Demdike Stare are one of several artists in the oddly labeled musical micro-genre Witch House (also called Haunted House or Drag) who create industrial, dub-influenced electronic music that incorporates chopped-up and screwed beats, menacing atmospheres, and distorted sound effects. Far from mainstream, their work bears a sinister, minimalistic quality that might best be described as a cross between the dance floor and a dungeon.
This isn’t music I usually pay attention to, but something I recently heard (and saw) from the duo is worth exploring. Taken on its own aural merits, “Haxan” (from 2009’s Symbiosis) is a formidable song. It remains in a state of constant building without ever reaching a climax — a difficult, clever thing to pull off in electronic music. It’s due, in large part, to the two ominous, serpentine synthesizer riffs that intertwine early on, then perpetually rise and fall to song’s shadowy percussive clatter and rumbling sub bass. The effect is hypnotic; six and a half minutes goes by in the blink of an eye.
But what makes “Haxan” truly memorable is its pairing with a montage of video clips (put together by The29Nov Films) from “Haxan: Witchcraft Through the Ages,” the 1922 Danish silent film about pagan worship in the Middle Ages. In its original context, a few frames of possessed nuns dancing in hysterics while the Devil lurks nearby might induce an almost comical, scare-your-kids-silly vibe, but when backed by the Demdike Stare song, the occult images gain more weight, and the whole thing is imbued with a decidedly creepy, skin-crawling tone.
A similar thing happens in Demdike Stare’s music videos for “Extwistle Hall vs. Forest of Evil (Dusk)” and “Forest of Evil (Dawn)” in which obscure European 70’s film footage (from “Valerie and her Week of Wonders” and “Hallucianation Strip,” respectively) is spliced and repurposed to create an unsettling melange of the sexual and surreal. There’s an evil-looking man with terrible dental work, gratuitous love-making (mildly NSFW), people morphing into plants, and some self-flagellation (naturally). I can’t tell you what the hell is happening in either of these videos but the end result is as magnetic as it is disturbing.
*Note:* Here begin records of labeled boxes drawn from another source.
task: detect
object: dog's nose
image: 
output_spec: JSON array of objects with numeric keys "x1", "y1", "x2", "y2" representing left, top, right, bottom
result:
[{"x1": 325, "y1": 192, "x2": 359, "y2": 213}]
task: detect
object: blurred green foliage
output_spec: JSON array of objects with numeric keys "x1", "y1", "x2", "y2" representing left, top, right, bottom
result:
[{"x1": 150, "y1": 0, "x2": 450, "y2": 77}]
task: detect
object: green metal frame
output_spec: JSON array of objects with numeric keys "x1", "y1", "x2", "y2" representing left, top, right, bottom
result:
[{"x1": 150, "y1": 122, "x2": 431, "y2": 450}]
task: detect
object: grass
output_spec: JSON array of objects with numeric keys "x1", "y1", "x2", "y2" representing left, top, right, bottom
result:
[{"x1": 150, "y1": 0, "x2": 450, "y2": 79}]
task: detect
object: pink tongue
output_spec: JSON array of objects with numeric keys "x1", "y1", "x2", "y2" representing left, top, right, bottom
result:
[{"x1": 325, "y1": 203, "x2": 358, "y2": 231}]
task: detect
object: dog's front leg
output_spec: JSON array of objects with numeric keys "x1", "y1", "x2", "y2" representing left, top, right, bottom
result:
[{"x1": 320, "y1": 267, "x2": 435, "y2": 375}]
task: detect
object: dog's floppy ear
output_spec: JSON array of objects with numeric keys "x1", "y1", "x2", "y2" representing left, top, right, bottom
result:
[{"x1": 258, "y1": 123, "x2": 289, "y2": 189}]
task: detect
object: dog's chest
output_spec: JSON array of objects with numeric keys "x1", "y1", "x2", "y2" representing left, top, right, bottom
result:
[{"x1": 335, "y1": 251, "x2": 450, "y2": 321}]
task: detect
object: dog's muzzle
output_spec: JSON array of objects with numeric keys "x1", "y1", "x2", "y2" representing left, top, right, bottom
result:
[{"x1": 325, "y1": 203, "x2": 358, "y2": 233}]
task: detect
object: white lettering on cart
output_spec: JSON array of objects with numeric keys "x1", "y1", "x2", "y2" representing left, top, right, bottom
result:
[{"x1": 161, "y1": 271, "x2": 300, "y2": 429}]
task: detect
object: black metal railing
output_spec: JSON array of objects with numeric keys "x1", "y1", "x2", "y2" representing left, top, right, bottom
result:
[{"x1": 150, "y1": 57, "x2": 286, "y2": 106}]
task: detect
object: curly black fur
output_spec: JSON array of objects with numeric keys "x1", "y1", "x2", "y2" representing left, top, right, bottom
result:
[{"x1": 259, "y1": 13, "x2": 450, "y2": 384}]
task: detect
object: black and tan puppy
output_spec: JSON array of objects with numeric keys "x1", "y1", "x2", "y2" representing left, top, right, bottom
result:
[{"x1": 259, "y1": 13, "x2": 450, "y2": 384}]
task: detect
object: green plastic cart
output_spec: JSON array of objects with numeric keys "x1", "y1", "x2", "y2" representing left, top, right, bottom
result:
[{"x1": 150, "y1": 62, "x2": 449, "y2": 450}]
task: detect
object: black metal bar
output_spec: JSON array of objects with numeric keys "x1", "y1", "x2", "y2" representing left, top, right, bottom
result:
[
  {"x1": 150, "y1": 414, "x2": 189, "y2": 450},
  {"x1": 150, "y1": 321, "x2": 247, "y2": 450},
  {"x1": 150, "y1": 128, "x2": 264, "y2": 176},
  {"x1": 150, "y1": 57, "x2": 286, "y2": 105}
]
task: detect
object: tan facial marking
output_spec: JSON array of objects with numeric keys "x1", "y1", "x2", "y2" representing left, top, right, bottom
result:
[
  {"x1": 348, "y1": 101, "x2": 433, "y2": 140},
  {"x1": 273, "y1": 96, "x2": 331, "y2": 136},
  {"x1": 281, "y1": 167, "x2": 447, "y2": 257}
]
Demdike Stare, who specialize in creating eerie, atmospheric instrumentals, have turned the concept of a making soundtracks for movies on its head — they instead use old films, which are sometimes shown on huge screens at the duo’s concerts, as the visual backdrop for their throbbing, spooky blend of witch house. Separated by genres, languages, and nearly four decades of pop culture, music and film have been unexpectedly woven together to create an experience that could not have been acheived without one or the other. Strange bedfellows, indeed.